On a low-tech note, if you work with confidential information in public places on a regular basis, consider using a removable privacy screen for your display to make it harder for neighbors to sneak a look ($20 to $60 for laptops, $5 to $15 for iPhones and BlackBerrys).

YOUR LAPTOP Besides the laptop’s data, there’s the machine itself. In addition to keeping out malware by using current security software, you need to protect and back up your data in case your computer does take a walk, especially if you store confidential personal or business documents.

Laptop loss and theft at airports are rampant. A 2008 study of 106 airports in the United States conducted by Ponemon Institute, a research firm that focuses on data security and privacy, found travelers lose more than 12,000 laptops a week — and that’s just the ones airport personnel find.

“People don’t really think about the security of their laptop as much as they need to,” said Marian Merritt, the Internet safety advocate for the security software maker Symantec. “I see a lot of bad behavior on the road.” Do not entrust your laptop to a complete stranger; it’s better to take it into the bathroom stall with you, she said.

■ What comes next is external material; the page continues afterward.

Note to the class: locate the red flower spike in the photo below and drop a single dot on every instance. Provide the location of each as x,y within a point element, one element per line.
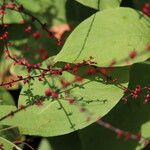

Do not put electronics in checked luggage. And consider buying a laptop lock ($20 to $50) to use if you leave the computer in your hotel room.

Using a password to lock your computer provides little protection; someone with know-how can bypass it in minutes. And if you let your Web browser store your passwords, hackers could be in your accounts in no time. It is more effective to use a password manager to store and encrypt your passwords. If you do lose your laptop, a service like LoJack for Laptops (starting at $40) can help you track it down or remotely delete your data.

An even better idea is to use full-disk encryption. You can get quality software free (BitLocker in Windows Vista and 7 and the open-source tool TruCrypt for Windows, Mac and Linux), and using it is easier than deciding which individual documents or folders to encrypt, said Bruce Schneier, a security book author and chief security officer at BT Group. “If you lose your computer, you suddenly don’t care about the data at all,” he said. “You’ll only think: Do I have a good backup, and will my insurance cover it?”

YOUR SMARTPHONE A good alternative to public computers and personal laptops is, increasingly, your mobile phone. Smartphones are essentially minicomputers and usually pull down data using encrypted cell networks. But when connected to Wi-Fi hot spots, the security issues are the same, so find out whether Web sites and mobile apps you use to move confidential information use encryption. Also, intruders can use Bluetooth to read contacts, text messages and other data stored in your phone, so turn it off if you don’t use it.

If you are, say, a supporter of the Dalai Lama and visit China, you may want to be careful what data is on your phone in the first place, since the government there could easily copy it. Or you could slide decoy SIM and memory cards into your phone before you go through customs and put the real ones back in later, said Greg Hoglund, chief executive of the security firm HBGary.

You may have recourse if your phone is lost or stolen. For instance, iPhone users who buy the MobileMe service can use the “Find My iPhone” feature to locate their device on a map, set a password lock remotely, display a message on the screen, make the phone ring even if the ringer is off and erase all content remotely. People with Windows Mobile phones can do the same, at $5 for each function.